政府は、自衛隊の継戦能力を強化するため、2035年までに全国で新たに約130棟の弾薬庫を整備する方向で調整に入った。従来の弾薬に加え、自衛目的で敵のミサイル発射拠点などを破壊する「反撃能力」の要となる長射程の「スタンド・オフ・ミサイル」の保管を主に想定する。沖縄県にある在日米軍の弾薬庫の活用も検討する。
複数の政府・与党関係者が明らかにした。防衛省は、陸上自衛隊が約90棟、海上自衛隊が約40棟の弾薬庫をそれぞれ整備する計画で調整を進める。まず5年間で60~70棟の整備を目指す。
政府は、今月中旬に改定予定の国家安全保障戦略など3文書に「反撃能力」の保有を明記する方向だ。反撃の手段としては、陸上自衛隊の「12式地対艦誘導弾」の改良型や、米国製の巡航ミサイル「トマホーク」などを見込む。ミサイルは長射程化すると大型になるため、保管施設の新設や拡張が必要となる。不十分とされる弾薬の数量も大幅に増やす。
防衛省によると、弾薬庫は全国に約1400棟あるが、北海道など北部に偏っている。全国に分散して保管する体制を整えるとともに、台湾有事を念頭に南西諸島での整備にも注力する。

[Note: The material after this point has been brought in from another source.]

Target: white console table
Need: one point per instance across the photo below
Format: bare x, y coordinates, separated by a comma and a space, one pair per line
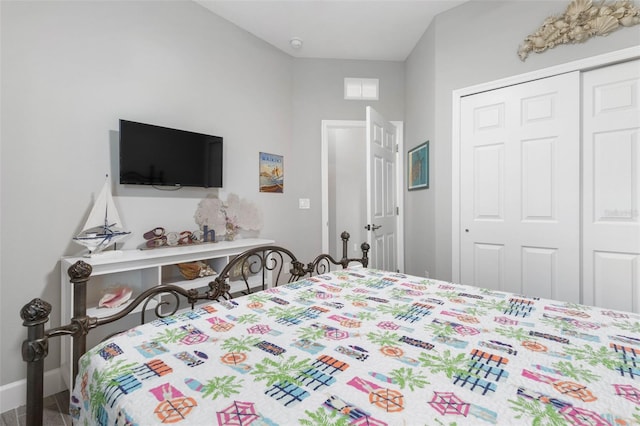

弾薬庫の新設・拡張には、地元自治体の理解が欠かせないため、防衛省は慎重に地域を選び、丁寧に理解を得たい考えだ。
とりわけ在日米軍基地が集中する沖縄県では、新たな基地負担につながるとして、反発が予想される。同省は、沖縄本島での弾薬庫新設は容易でないとみて、在日米軍の嘉手納基地に隣接する嘉手納弾薬庫地区(読谷村など)の共同使用による活用を検討している。今後、米側との調整を加速する方針だ。